In the 17th to 19th centuries giant tortoises throughout the islands of the Indian Ocean had no significant predators or competition for food. Because of their immense size, they were only vulnerable when they were smaller and younger tortoises.

When people arrived on the islands and found both the tortoises and their eggs, they were captured, killed and stored for meat in the ship's hold. The Aldabra giant tortoise is a slow and cautious animal, yet they seem uninterested in the presence of people, indicating that one of the reasons that they were so easy for human settlers to hunt, was simply because these animals had no fear of them. Tortoise populations were hunted in mass, wiping out nearly all of them in less than 100 years. In addition, they have lost much of their natural habitat due to the destruction and expansion of human settlements throughout the atoll. The introduction of new predators such as rats and cats, and competitors for food such as goats further devastated the previously isolated populations. These wild tortoises are now threatened by climate change and rising sea levels - the Aldabra atoll is only a few metres above sea level.

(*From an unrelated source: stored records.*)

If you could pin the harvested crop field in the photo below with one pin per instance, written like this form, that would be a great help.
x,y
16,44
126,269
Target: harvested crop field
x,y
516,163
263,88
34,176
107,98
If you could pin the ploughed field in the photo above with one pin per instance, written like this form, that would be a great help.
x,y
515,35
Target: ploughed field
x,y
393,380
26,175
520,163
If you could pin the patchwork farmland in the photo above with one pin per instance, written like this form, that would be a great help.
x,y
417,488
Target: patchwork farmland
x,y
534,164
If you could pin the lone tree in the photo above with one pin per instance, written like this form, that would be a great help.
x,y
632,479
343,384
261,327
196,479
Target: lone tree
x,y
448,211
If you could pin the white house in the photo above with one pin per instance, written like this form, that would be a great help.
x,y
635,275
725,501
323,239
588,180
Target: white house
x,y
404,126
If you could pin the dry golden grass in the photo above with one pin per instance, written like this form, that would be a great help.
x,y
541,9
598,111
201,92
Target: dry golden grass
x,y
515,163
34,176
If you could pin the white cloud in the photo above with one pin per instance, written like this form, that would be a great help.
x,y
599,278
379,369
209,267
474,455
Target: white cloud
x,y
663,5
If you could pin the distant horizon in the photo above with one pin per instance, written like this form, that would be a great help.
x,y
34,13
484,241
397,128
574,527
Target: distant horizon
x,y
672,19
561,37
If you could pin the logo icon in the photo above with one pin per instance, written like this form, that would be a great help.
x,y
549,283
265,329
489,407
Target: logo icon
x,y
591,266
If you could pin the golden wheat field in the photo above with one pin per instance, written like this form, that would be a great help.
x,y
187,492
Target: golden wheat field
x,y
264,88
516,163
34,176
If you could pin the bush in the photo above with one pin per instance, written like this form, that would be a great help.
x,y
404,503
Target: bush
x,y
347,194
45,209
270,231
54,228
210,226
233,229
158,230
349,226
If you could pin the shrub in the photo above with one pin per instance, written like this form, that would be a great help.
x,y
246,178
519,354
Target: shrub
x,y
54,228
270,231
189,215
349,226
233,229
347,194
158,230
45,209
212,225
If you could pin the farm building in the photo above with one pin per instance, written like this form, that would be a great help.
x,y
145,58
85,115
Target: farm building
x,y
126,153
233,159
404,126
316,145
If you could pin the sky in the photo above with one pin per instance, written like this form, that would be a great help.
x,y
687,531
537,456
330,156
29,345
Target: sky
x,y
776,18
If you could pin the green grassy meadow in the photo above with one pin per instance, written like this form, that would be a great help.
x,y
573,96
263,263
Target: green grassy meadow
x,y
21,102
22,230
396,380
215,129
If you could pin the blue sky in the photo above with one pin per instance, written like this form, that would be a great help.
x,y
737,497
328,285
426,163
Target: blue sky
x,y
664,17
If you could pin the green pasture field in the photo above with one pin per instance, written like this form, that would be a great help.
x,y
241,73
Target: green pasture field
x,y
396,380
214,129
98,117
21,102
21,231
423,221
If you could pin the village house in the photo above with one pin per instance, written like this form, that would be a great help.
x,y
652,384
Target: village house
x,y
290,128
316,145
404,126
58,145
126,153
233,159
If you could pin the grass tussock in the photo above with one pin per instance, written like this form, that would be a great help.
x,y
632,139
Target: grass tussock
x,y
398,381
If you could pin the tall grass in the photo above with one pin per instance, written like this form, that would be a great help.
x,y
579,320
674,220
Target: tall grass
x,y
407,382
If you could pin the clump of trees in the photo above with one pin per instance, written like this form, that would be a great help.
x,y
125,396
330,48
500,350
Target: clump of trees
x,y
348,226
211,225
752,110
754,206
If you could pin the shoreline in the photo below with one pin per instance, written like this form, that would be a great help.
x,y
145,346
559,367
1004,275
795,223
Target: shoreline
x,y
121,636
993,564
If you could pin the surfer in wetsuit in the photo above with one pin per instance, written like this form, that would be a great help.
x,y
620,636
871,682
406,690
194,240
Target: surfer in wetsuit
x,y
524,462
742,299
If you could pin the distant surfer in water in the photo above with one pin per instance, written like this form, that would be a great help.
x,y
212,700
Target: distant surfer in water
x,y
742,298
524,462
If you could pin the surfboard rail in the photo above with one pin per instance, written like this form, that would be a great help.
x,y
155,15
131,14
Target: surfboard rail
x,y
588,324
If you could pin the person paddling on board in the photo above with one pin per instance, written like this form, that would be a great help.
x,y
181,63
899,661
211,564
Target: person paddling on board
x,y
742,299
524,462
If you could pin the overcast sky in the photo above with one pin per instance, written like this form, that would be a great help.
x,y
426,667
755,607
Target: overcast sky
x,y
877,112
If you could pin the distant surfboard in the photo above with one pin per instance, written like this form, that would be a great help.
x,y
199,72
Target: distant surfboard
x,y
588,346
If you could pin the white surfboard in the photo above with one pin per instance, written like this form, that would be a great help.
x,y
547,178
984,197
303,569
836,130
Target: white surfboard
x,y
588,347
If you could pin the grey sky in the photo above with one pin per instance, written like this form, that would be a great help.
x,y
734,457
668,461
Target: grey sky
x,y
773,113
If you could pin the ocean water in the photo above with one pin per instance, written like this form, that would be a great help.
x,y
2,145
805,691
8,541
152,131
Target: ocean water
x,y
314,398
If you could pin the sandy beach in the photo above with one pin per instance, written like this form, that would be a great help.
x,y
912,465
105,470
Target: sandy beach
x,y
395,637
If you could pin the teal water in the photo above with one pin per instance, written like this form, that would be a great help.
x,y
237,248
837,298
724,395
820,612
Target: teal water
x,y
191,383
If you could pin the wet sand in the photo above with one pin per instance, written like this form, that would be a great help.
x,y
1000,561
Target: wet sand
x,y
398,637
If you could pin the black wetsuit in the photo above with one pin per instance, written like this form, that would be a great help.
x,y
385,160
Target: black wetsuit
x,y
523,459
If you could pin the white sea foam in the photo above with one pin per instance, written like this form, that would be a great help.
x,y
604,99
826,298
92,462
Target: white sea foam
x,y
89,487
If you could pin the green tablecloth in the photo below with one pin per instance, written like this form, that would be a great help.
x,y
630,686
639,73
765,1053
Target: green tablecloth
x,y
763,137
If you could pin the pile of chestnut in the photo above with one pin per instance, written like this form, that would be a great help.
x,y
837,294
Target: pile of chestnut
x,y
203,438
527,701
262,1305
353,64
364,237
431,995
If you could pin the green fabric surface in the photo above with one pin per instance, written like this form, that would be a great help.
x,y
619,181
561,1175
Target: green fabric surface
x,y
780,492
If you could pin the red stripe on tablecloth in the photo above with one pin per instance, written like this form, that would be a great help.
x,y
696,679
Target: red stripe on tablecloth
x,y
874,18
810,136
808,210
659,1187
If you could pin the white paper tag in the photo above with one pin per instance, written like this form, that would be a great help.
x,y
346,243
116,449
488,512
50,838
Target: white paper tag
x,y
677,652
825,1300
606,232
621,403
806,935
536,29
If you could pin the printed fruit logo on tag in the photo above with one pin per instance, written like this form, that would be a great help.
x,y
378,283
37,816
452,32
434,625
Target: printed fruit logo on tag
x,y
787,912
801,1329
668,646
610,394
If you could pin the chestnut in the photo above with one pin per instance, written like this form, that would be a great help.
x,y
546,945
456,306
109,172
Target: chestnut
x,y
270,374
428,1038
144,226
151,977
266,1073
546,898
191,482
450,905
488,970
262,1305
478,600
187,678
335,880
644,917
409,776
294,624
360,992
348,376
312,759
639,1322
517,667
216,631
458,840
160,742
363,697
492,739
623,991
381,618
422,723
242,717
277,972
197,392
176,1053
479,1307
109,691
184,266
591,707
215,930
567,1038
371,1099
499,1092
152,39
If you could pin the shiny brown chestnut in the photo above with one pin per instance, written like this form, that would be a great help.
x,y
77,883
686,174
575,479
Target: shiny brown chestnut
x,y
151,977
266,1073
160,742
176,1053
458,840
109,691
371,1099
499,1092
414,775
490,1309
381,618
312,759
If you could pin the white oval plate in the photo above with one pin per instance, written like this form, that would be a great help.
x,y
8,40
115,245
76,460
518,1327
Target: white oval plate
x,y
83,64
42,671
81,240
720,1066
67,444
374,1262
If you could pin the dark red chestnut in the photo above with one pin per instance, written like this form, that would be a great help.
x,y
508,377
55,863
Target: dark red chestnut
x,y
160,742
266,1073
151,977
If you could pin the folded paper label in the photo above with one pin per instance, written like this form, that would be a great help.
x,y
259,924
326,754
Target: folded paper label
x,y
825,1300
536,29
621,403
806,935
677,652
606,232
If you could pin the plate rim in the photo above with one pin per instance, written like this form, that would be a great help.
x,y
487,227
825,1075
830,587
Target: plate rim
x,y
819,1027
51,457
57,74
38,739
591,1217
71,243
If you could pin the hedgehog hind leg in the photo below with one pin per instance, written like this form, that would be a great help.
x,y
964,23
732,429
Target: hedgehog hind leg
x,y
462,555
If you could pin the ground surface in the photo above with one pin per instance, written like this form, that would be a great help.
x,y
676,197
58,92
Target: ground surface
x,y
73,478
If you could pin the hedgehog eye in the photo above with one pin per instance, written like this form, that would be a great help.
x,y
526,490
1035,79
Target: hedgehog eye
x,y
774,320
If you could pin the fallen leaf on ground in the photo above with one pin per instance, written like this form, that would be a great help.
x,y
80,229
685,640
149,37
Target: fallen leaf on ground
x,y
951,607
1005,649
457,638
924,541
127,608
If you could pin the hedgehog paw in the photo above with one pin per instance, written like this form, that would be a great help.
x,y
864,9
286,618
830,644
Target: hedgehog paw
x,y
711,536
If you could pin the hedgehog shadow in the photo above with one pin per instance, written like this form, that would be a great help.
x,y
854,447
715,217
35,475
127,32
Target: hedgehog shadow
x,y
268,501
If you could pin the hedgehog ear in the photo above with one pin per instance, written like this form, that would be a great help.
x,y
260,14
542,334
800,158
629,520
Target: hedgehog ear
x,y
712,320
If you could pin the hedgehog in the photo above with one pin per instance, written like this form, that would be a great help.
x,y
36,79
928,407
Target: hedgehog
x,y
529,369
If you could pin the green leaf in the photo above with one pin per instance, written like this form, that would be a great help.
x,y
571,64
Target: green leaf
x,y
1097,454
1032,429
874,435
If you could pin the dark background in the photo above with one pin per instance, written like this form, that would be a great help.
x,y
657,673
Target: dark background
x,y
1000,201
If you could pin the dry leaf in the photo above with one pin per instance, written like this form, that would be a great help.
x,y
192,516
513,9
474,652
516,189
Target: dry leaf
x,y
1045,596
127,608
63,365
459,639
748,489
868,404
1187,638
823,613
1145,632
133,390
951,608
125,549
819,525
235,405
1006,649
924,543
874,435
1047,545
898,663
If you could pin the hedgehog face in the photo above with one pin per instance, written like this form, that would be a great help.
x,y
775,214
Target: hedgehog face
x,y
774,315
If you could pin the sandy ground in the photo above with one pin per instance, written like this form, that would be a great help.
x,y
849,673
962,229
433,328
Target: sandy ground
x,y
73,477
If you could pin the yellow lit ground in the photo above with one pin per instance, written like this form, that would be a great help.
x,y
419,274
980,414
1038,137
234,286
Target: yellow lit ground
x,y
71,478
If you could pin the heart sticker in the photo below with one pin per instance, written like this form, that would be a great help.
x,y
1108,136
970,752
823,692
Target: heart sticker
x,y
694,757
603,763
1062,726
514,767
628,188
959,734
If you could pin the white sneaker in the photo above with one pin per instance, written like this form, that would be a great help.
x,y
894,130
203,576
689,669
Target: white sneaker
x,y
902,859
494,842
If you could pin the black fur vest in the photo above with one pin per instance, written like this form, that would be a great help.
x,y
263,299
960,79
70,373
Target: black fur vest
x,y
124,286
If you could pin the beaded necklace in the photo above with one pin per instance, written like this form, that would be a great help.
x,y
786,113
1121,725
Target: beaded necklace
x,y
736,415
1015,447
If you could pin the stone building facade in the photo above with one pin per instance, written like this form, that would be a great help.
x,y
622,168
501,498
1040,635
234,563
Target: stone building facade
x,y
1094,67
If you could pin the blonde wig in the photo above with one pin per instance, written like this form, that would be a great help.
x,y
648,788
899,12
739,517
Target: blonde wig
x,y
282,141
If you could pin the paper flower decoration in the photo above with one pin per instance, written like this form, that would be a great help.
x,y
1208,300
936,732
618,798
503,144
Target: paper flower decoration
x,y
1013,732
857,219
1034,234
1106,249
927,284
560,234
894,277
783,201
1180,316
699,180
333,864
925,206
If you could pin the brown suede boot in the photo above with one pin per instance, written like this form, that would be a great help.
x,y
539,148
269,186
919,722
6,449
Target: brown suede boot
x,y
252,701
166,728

Today, CITES lists the Aldabra giant tortoise in their Appendix II, meaning these animals are vulnerable in the wild. However, the Aldabra atoll has now been protected from human influence after having been declared a World Heritage Site. The captive breeding programmes on the islands of Mauritius and Rodrigues are reviving these species, and populations today are thriving.

 

 

Tortoises have been known to knock over small trees and shrubs to obtain nutritious leaves. This makes pathways and clearings within the forestlands for other animals.

It is believed that tortoises are the longest living of all animals. This is hard to prove because they have outlived the scientists that were studying them, and proper records were not kept.

One male specimen called "Adwaita" was reported to have been anywhere between 150 and 255 years of age when he died at Alipore Zoo in Calcutta, India.

The Aldabra giant tortoise has now had four scientific names to date, mainly due to the fact that there are on-going arguments about their similarity to other large Indian Ocean Tortoise species including the possibly extinct Seychelles Giant Tortoise.

Charles Darwin himself and other notable conservationists of the late 1800's along with the governor of Mauritius were involved with gaining this species protection in the Aldabra Atoll.